Emaris stopped and looked down at him for a long moment: flushed and breathless, like something out of a dream. His desires, clawing out of their chest, made a cacophany: he hardly knew what he wanted to do first, only that he wanted. In the end, he leaned in and pressed his lips to the fine skin at Savonn’s temple and then down, over the line of his jaw to the corner of his mouth. He kept a hard grip on his wrist, though he had no illusions that he could hold Savonn restrained, if Savonn did not wish to be. But the acrobat’s body was pliant beneath his – too perfectly pliant.

‘Savonn,’ Emaris said, lifting his head, ‘if you’re doing this out of – some idea of reward, or debt…’

‘As I said once before, sunflower – in your hearing or not, I can’t remember, though I suppose most things I say are in your hearing one way or another… My bed is not a marketplace. _That_ , Dervain really would object to.’ Savonn’s free hand was on his face again, moving gently over the fading scars. ‘One may wish to give something without it paying a debt, or incurring one.’

‘But _why_?’ Emaris demanded, hating his own helplessness.
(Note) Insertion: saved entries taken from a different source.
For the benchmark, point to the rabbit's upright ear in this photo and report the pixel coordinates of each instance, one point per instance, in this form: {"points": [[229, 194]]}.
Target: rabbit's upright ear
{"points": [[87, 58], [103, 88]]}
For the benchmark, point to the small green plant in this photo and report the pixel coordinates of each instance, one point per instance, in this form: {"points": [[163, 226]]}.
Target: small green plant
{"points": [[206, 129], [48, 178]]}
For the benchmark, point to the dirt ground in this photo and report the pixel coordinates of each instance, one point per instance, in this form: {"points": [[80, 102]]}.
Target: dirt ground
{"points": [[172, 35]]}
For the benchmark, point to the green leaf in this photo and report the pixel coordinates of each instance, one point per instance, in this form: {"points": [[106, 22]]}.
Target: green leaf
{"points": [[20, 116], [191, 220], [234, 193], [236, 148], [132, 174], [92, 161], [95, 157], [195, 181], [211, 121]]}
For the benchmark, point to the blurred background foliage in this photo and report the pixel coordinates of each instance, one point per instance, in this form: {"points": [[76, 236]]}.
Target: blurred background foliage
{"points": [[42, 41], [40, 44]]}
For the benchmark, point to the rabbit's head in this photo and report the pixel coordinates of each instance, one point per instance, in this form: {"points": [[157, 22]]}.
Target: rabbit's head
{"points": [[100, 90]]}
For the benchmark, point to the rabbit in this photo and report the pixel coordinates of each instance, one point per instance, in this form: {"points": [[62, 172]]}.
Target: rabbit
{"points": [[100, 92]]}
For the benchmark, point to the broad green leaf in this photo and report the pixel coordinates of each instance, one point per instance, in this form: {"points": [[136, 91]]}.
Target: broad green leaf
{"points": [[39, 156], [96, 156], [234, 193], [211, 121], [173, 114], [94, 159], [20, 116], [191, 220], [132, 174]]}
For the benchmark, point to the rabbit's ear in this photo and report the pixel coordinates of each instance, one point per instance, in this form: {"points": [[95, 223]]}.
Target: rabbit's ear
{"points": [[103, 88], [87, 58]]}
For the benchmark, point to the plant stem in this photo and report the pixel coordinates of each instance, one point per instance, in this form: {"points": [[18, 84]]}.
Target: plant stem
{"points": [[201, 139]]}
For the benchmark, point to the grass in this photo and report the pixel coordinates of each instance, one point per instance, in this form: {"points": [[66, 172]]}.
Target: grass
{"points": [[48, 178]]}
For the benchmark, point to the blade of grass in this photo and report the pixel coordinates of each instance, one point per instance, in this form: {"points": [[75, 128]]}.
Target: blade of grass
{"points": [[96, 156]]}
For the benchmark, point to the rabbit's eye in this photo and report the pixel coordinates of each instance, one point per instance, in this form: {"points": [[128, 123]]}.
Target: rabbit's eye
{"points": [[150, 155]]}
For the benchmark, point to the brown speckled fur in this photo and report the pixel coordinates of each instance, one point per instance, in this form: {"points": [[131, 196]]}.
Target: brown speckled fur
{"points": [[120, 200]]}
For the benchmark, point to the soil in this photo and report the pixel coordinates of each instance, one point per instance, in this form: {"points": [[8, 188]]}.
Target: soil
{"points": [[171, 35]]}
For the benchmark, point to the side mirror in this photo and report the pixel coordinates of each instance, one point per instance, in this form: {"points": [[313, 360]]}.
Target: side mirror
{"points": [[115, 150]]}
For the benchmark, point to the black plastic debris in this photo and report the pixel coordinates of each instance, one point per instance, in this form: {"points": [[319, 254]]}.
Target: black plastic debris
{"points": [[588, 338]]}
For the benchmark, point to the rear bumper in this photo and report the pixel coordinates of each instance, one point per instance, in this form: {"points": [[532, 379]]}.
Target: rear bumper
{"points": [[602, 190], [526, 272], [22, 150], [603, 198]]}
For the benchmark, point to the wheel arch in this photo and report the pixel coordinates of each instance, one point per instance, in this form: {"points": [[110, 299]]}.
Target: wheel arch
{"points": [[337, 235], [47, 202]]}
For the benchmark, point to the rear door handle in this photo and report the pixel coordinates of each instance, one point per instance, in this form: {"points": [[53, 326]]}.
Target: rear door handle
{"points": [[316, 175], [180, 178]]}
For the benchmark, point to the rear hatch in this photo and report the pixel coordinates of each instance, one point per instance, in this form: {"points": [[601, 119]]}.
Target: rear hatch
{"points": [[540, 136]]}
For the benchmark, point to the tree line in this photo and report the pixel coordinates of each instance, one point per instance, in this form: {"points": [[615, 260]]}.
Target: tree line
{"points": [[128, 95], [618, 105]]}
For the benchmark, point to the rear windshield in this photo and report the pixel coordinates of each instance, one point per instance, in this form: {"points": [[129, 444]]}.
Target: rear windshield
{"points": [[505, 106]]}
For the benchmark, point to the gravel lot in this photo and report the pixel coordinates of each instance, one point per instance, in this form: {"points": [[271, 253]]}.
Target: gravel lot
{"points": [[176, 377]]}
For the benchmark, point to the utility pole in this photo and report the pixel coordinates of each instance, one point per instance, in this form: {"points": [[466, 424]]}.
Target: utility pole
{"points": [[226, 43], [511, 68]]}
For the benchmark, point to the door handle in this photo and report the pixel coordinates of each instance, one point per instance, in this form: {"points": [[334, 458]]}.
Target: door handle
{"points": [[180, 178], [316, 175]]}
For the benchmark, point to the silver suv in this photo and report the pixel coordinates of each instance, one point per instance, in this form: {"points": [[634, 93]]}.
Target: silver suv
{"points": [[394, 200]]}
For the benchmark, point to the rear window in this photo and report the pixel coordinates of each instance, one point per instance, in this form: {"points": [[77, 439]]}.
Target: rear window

He sat back on his heels, trying to get some space to think. ‘Why now?’

Savonn dropped his arm but stayed where he had been put. ‘I’m not blind, naturally. But all the time you knew me, before, I had nothing to give at all. And now I am – brimful, overflowing. Still,’ his mouth twisted, self-mocking, ‘I suppose it was really a spirit of contrarianism, as usual.

‘I had a letter from Iyone, with input, I gather, from your sister. She’d heard about your coming visit, and she wrote urging me to cut you loose – to let you go. Like lancing a wound: hurt in the short term, but the best possible chance for you to forget me, and to find your own happiness elsewhere.’ He paused delicately. ‘Apparently offers have been made?’

Offers had been made, and rejected, for reasons that had nothing – had very little to do with Savonn. He cursed himself for ever confiding in Shandei, the inveterate gossip. It had seemed funny at the time: the idea that he might tumble someone he barely knew in an upstairs room at an inn, after everything he had seen and felt over the last year.

Ignoring his blush, Emaris pressed on. ‘But you decided not to listen? Because you don’t like being dictated to?’

‘Because I couldn’t do it,’ Savonn answered, quiet and devastasting. ‘I’m not a merchant, you see, I’m a thief. Always taking things that don’t belong to me, the brighter and more precious the better.’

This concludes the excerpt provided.